Huida
Esta carta es en esencia una despedida, un hasta luego, un hasta pronto. Es un aviso sobre mi partida porque, en las últimas semanas, se me ha hecho imperativo, casi urgente, divisar tierra. Ver la costa, sentarme en la playa, dar un paseo para capturar un poco de ese aroma tropical. Que la sal sequen mis labios y las olas mojen mis tobillos. Y el viento me acompañe en la caída del sol, mientras se mueve una palmera.
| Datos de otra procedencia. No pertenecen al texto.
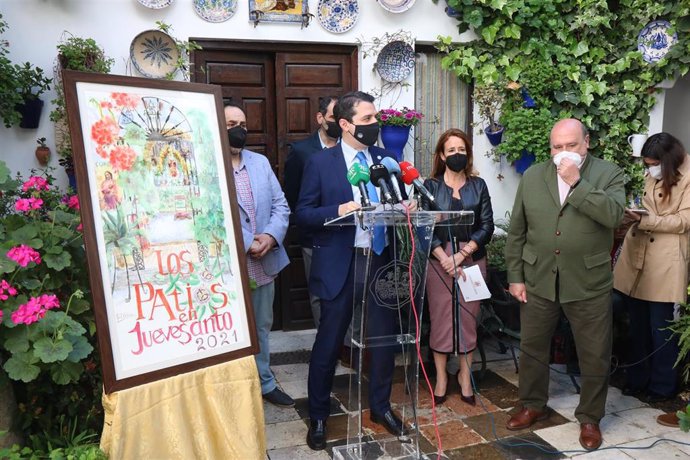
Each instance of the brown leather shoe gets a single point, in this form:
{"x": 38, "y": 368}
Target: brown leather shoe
{"x": 526, "y": 418}
{"x": 670, "y": 419}
{"x": 590, "y": 436}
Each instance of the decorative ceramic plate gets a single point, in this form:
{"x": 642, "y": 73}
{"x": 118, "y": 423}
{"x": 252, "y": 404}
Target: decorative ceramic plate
{"x": 154, "y": 53}
{"x": 396, "y": 6}
{"x": 654, "y": 41}
{"x": 155, "y": 4}
{"x": 215, "y": 10}
{"x": 338, "y": 16}
{"x": 395, "y": 61}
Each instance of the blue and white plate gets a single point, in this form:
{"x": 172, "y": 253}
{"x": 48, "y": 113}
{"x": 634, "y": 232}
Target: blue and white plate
{"x": 154, "y": 54}
{"x": 215, "y": 10}
{"x": 395, "y": 61}
{"x": 654, "y": 41}
{"x": 338, "y": 16}
{"x": 155, "y": 4}
{"x": 396, "y": 6}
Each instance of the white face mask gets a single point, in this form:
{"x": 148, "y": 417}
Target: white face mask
{"x": 572, "y": 156}
{"x": 655, "y": 171}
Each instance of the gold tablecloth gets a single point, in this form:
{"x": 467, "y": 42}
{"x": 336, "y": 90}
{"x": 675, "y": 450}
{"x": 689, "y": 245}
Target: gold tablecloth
{"x": 212, "y": 413}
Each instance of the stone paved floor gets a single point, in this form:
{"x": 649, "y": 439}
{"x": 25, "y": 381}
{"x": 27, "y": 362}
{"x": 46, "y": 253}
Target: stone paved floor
{"x": 479, "y": 432}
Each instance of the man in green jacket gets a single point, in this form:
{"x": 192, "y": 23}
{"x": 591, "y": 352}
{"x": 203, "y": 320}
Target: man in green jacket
{"x": 558, "y": 256}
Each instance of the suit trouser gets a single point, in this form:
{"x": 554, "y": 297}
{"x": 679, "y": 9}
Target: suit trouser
{"x": 591, "y": 322}
{"x": 336, "y": 315}
{"x": 314, "y": 300}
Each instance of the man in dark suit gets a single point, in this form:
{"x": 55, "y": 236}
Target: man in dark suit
{"x": 327, "y": 194}
{"x": 558, "y": 257}
{"x": 325, "y": 137}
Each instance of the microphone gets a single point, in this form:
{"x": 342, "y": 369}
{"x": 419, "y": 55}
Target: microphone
{"x": 410, "y": 176}
{"x": 394, "y": 170}
{"x": 358, "y": 176}
{"x": 379, "y": 175}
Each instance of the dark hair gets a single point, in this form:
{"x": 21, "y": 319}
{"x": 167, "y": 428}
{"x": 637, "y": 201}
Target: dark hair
{"x": 670, "y": 153}
{"x": 439, "y": 166}
{"x": 324, "y": 102}
{"x": 345, "y": 108}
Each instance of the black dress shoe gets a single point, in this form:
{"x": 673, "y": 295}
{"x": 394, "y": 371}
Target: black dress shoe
{"x": 390, "y": 421}
{"x": 316, "y": 437}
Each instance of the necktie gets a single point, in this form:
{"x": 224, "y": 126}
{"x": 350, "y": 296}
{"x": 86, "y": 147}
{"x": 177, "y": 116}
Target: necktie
{"x": 379, "y": 240}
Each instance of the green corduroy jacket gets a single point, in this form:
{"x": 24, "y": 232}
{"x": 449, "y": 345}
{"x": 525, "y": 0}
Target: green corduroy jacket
{"x": 569, "y": 244}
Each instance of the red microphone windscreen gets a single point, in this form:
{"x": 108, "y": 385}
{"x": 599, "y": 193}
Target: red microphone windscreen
{"x": 409, "y": 173}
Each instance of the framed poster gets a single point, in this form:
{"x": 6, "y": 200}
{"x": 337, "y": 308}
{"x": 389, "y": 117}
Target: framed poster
{"x": 161, "y": 226}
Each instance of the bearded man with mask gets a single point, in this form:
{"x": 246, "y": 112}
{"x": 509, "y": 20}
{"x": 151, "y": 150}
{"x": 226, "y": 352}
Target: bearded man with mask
{"x": 327, "y": 194}
{"x": 558, "y": 257}
{"x": 264, "y": 215}
{"x": 299, "y": 152}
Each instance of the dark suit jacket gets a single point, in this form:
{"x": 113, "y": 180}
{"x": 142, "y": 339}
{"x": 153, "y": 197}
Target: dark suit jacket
{"x": 299, "y": 153}
{"x": 324, "y": 188}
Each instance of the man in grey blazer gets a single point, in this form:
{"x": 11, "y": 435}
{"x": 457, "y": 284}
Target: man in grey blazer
{"x": 264, "y": 216}
{"x": 558, "y": 257}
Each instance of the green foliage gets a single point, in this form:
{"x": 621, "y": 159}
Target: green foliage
{"x": 18, "y": 83}
{"x": 576, "y": 58}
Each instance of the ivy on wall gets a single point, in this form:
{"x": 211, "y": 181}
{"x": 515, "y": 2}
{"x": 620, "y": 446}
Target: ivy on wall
{"x": 575, "y": 58}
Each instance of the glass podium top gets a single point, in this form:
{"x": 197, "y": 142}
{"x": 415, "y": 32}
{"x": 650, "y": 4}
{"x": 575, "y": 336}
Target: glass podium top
{"x": 388, "y": 215}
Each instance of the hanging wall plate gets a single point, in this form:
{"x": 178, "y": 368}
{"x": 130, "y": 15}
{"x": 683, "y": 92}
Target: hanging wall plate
{"x": 654, "y": 41}
{"x": 396, "y": 6}
{"x": 338, "y": 16}
{"x": 395, "y": 61}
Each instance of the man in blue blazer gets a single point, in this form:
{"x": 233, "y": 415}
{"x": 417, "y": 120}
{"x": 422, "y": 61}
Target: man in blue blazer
{"x": 325, "y": 137}
{"x": 327, "y": 194}
{"x": 264, "y": 216}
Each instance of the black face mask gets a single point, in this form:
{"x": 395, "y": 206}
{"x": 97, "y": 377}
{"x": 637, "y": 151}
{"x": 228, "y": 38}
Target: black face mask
{"x": 237, "y": 136}
{"x": 333, "y": 129}
{"x": 367, "y": 134}
{"x": 456, "y": 162}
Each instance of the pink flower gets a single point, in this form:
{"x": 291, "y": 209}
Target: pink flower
{"x": 37, "y": 183}
{"x": 34, "y": 309}
{"x": 125, "y": 100}
{"x": 24, "y": 255}
{"x": 6, "y": 290}
{"x": 28, "y": 204}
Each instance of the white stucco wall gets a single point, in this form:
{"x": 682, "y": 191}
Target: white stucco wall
{"x": 36, "y": 26}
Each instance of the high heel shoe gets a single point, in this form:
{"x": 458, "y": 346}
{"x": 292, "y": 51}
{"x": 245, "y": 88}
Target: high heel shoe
{"x": 468, "y": 399}
{"x": 438, "y": 400}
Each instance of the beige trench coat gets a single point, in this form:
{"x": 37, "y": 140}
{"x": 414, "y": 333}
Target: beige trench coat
{"x": 653, "y": 264}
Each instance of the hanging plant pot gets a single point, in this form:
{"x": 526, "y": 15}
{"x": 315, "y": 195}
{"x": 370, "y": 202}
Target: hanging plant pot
{"x": 31, "y": 113}
{"x": 494, "y": 136}
{"x": 524, "y": 162}
{"x": 394, "y": 138}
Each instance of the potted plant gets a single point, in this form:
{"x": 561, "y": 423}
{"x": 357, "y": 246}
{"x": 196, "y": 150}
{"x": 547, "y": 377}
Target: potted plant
{"x": 31, "y": 83}
{"x": 42, "y": 151}
{"x": 395, "y": 128}
{"x": 489, "y": 99}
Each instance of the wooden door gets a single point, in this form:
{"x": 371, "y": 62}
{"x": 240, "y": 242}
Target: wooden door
{"x": 279, "y": 85}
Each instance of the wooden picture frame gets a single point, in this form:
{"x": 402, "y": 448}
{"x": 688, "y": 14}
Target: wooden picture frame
{"x": 161, "y": 226}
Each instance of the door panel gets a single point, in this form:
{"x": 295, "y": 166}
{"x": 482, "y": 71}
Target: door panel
{"x": 279, "y": 86}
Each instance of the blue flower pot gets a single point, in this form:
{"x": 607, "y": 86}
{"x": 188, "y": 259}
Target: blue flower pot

Un viaje es lo que necesito. Nuevos horizontes, poner a la vista otra gente. Ir a un lugar donde pueda viajar más agusto, en el que no tenga problemas para leer en el metro. Debería probar mudarme a una ciudad aún más grande que está, en donde mis problemas sean tan pequeños que termine por olvidarlos.
No me preocupo por el equipaje, de todas formas desde hace tiempo lo único que necesito es tu mirada y esa cabe en mi bolsillo. Es lo único que me haría falta, unos ojos que me recuerden, como un faro, el camino entre tanta gente indiferente e insignificante. Si tuviera que escoger, me llevaría ese recuerdo para tener siempre presente que esta ciudad no es tan enorme como nos hacen creer.
Durante el viaje no podría evitar, gastar las horas viendo por las ventanas del tren, el avión o el autobús. Te escribiría cartas para enviarte cuando llegue a destino, si no es que me pierdo mientras camino.
Quisiera llegar a un lugar donde pueda estudiar. Una biblioteca con un gran jardín o un sitio que enseñe sobre la vida, las costumbres y los vicios de las personas. Un lugar que enseñe a ignorar a los necios y a tolerar a los tontos. Me imagino que sería algo así como un monasterio perdido en las montañas o una remota aldea.
Dejaría mi celular tirado en la primera estación o olvidaría el cargador. Entiendo que no me podría desconectar del mundo, porque más de alguien podría escribirme. Quizás eso sería lo que necesito: irme para saber quién realmente está interesado en mi. A este punto de mi vida, no culparía a nadie si no vuelven a preguntar por mi.
A lo mejor daría lo mismo desaparecer, porque siendo sincero en esta carta no voy a decir adios. Porque, pensándolo mejor, es más justo decir, que esta oración es una declaración de huida. Un impulso de rebeldía.
Que tal si me termina por gustar de irme de un lugar. Explorar otros sitios lejos de esta monotonía triste de extrañar a la misma gente y fingir que me agrada todo lo que pasa. Que no te sorprenda si un día parto, y por eso te digo debes saber que me volveras a ver hasta que decida regresar o te animes a venirme a visitar.